Accommodations in CBT in general
Quellmalz et al. (2012) reported the results of their study examining the technical adequacy and feasibility of the SimScientist simulation-based science assessments. The simulation-based assessments demonstrated less disparity between scores from either SWD or EL, and their peers respective classification peers. This finding, Quellmalz and colleagues argued, indicated that the simulation-based tests facilitated access to the content being tested more effectively than the standard paper-and-pencil tests typically administered. Explicit accessibility features embedded within the simulation-based tests included integrated text-to-speech functionality, screen magnification, and support for extended testing time.
Pattern 5: Targeting Setting, Time, and Tools
Regarding specific aspects of setting, time, and tool availability, a review of state policies by Thurlow and Larson (2011) identified a total of 72 types of testing accommodations for SWD in the context of state reading assessments, many of which apply to this Pattern 5 topic in STEM as well, with the Educational Testing Service listing the following accommodations as the most predominant in CBT contexts for SWD: (a) extended time, (b) separate room, (c) screen or human reader, (d) large print, (e) screen magnification, (f) calculator, (g) scribe or keyboard entry aide, (h) additional supervised break time, and (i) sign language (Hakkinen, 2015).

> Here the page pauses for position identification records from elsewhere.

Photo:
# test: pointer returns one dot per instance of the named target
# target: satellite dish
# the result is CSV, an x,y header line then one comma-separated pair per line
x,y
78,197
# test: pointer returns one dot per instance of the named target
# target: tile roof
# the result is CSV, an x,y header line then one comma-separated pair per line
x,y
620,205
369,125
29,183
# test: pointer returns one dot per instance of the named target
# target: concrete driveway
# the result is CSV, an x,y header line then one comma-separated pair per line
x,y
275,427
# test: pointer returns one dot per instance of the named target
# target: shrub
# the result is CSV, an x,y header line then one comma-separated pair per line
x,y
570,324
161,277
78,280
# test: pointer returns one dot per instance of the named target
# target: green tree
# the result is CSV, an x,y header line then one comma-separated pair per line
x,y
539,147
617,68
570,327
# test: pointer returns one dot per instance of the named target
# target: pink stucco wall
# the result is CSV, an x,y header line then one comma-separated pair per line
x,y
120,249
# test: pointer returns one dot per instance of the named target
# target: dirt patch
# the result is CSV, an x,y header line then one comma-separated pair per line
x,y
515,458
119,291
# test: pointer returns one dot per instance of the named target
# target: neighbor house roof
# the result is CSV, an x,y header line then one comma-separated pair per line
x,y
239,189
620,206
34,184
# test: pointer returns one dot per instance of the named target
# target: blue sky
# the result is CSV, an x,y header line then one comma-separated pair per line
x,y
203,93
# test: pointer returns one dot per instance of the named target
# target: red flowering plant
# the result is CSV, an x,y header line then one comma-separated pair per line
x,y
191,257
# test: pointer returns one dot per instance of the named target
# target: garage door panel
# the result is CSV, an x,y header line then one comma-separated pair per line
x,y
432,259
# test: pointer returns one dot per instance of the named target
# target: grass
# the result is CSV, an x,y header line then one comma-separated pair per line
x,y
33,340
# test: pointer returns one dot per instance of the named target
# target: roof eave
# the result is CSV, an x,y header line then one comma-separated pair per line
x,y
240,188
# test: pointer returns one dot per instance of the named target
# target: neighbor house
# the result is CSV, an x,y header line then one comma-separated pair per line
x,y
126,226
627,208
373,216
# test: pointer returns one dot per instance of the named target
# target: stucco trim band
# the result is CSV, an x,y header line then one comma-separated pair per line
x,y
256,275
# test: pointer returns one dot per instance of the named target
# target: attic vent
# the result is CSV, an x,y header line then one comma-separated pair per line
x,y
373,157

Oral administrations using assistive technologies, such as screen readers and computerized oral tests, and multiple accommodation administration that combine two or more of setting, time, and assistive tools (e.g., extended time with calculator) have also been implemented for SWD across testing contexts (Lindstrom, 2010).
Assistive technologies
Assistive technologies are critical tools for SWD to gain access to computer-based assessment content. According to the IDEA, assistive technology tools include “any item, piece of equipment, or product system, whether acquired commercially, off-the-shelf, or customized, that is used to increase, maintain, or improve functional capabilities of individuals with disabilities” (U.S. Department of Education, 1997, 2004). Assistive technologies have been commonly used in math assessment (Bouck & Flanagan, 2009). These assistive technologies can come built into phones or tablets (e.g., screen readers, magnifiers).
Disability-driven study contexts
The most common disabilities found in the literature for setting, time, and tools accommodations were visual and physical impairments, speech disorders, learning disabilities, ADHD, and language delays. However, accommodations for students who exhibit attentional/engagement-related disabilities (e.g., ADHD and EBD) with heterogeneous behavioral deficits (e.g., disruptive, off-task behavior) have not yet been adequately synthesized (Harrison et al., 2013), especially in STEM. Also, current research depicts a lack of existing guidance for decision-making for EL in CBT with rich assessment task contexts, especially those who exhibit disabilities coupled with unique linguistic learning needs (Wolf, Kao, Rivera, & Chang, 2012).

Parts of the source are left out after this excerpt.